The revelation came in the final days of the chain's annual "Monopoly" contest--a promotional tie-in with the venerable game's maker Hasbro, in which customers collect and try to match property pieces in hopes of winning an assortment of prizes, up to one million dollars.
As part of the promotion, McDonald's created a pair of blogs--one inside a site that kept a running tally of the game's winners that was allegedly written by the 2004 million-dollar winner Marcia Schroeder, and another that claimed to be the creation of self-described "simple guy" "Stanley Smith," a doughy security guard from Joliet.
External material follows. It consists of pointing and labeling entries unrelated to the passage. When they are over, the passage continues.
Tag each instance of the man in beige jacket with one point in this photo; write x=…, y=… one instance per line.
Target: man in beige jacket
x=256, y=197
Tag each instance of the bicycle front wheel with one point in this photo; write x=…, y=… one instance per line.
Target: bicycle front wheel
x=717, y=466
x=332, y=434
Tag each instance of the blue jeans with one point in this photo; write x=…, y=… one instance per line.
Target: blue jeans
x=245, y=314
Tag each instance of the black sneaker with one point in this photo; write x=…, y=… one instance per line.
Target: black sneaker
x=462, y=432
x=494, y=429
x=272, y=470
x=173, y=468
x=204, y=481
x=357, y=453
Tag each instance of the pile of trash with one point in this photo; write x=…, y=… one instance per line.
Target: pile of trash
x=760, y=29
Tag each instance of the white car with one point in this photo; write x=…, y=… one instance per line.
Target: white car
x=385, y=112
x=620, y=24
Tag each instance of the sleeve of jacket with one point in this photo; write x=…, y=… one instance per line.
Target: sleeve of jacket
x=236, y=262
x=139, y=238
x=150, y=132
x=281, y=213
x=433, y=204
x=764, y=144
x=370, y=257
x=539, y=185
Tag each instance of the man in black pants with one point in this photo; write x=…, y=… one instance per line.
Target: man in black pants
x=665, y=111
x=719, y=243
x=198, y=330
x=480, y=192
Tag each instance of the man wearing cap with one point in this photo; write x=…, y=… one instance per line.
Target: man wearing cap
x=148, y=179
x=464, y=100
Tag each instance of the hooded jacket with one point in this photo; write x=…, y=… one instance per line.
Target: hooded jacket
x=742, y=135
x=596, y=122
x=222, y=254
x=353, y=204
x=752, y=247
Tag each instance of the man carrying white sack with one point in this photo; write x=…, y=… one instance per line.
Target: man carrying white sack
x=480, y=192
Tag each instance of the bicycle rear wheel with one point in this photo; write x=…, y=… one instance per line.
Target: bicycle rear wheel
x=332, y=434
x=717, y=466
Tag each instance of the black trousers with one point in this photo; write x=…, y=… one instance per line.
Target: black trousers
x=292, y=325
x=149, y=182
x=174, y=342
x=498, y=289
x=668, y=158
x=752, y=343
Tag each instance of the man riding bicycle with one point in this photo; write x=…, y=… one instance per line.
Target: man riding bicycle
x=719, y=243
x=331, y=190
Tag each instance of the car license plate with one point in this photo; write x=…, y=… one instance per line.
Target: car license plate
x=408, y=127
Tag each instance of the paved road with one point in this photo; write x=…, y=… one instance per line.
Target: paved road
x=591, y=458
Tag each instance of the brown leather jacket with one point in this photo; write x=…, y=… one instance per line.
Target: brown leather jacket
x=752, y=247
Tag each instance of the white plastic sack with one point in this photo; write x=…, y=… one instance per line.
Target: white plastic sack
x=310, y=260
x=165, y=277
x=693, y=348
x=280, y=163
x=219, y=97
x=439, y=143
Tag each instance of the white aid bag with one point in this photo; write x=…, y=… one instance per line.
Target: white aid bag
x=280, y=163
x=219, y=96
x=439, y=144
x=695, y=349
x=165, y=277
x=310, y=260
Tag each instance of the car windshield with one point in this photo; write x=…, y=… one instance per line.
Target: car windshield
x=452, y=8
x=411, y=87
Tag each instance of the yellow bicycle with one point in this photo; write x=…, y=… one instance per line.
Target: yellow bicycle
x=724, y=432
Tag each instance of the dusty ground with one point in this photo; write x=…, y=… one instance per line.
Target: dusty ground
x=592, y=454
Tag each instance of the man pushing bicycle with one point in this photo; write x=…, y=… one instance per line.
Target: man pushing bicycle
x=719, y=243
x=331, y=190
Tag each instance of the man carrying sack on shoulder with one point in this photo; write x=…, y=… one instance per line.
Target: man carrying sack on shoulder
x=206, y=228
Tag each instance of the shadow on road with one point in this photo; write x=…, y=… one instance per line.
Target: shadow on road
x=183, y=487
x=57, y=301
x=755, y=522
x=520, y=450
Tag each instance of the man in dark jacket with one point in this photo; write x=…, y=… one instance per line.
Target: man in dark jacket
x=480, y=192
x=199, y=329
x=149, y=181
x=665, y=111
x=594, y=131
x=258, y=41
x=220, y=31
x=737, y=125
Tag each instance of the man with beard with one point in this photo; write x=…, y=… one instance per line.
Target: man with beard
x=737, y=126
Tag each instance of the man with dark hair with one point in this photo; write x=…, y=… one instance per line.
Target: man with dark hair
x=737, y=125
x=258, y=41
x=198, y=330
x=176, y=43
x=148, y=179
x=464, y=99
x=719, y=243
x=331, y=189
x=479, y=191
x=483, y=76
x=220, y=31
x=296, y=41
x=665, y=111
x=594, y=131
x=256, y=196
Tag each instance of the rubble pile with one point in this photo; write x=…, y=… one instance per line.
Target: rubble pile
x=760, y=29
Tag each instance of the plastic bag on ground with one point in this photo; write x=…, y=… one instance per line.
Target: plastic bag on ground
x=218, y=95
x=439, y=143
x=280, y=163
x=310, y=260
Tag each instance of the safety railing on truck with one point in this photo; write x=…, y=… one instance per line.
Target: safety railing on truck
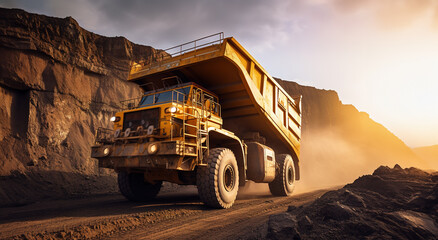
x=153, y=99
x=214, y=39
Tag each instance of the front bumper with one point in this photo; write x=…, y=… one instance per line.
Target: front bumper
x=169, y=155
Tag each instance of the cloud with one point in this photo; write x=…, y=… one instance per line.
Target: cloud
x=392, y=14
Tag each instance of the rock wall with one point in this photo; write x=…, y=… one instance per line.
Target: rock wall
x=58, y=83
In his profile, he wrote: "I have yet to complete one of my quests in life, winning the McDonald's Monopoly Game grand prize."
Stanley's blog includes a weekly series of YouTube videos that show the absurd extent he will go to in order to collect the Monopoly cards, hoping to acquire all four railroad properties.
Schroeder's blog--which has since been taken down, and as of late Friday, also was missing from Google cache--repeatedly referenced Stanley's blog as if it had been produced by a real person, and provided links to it. She also waxed effusively and relentlessly about McDonald's food quality and variety, as well as her quest to win this year's contest.
Representatives for McDonald's did not return phone calls. Kristin Zanini of JSH&A Public Relations in Oakbrook Terrace, Ill. confirmed that her agency did create the blogging strategy behind Schroeder and "Stanley Smith," and that Smith was a fictitious creation.
Zanini asserted, however, that Schroeder personally wrote all the entries on her blog, including the one that reads: "Some nights, we skip cooking dinner at home just to take a trip to McDonald's so we can play Monopoly. Thank goodness they have lots of variety on the menu to choose from." Zanini would not provide contact information for Schroeder, however, and attempts to independently track her down were unsuccessful.
Zanini said a portion of the online strategy was the work of the Chicago office of The Marketing Store, which describes itself on its Web site as "an idea factory" with 12 offices globally. Zanini added that the removal of Schroeder's blog was planned to coincide with the end of the Monopoly game, Oct. 30.
Although representatives didn't return phone calls, a short video on the site boasts: "We don't target consumers. We deliver work inspired by them."
The two McDonald's flogs were first exposed by the blog Consumerist.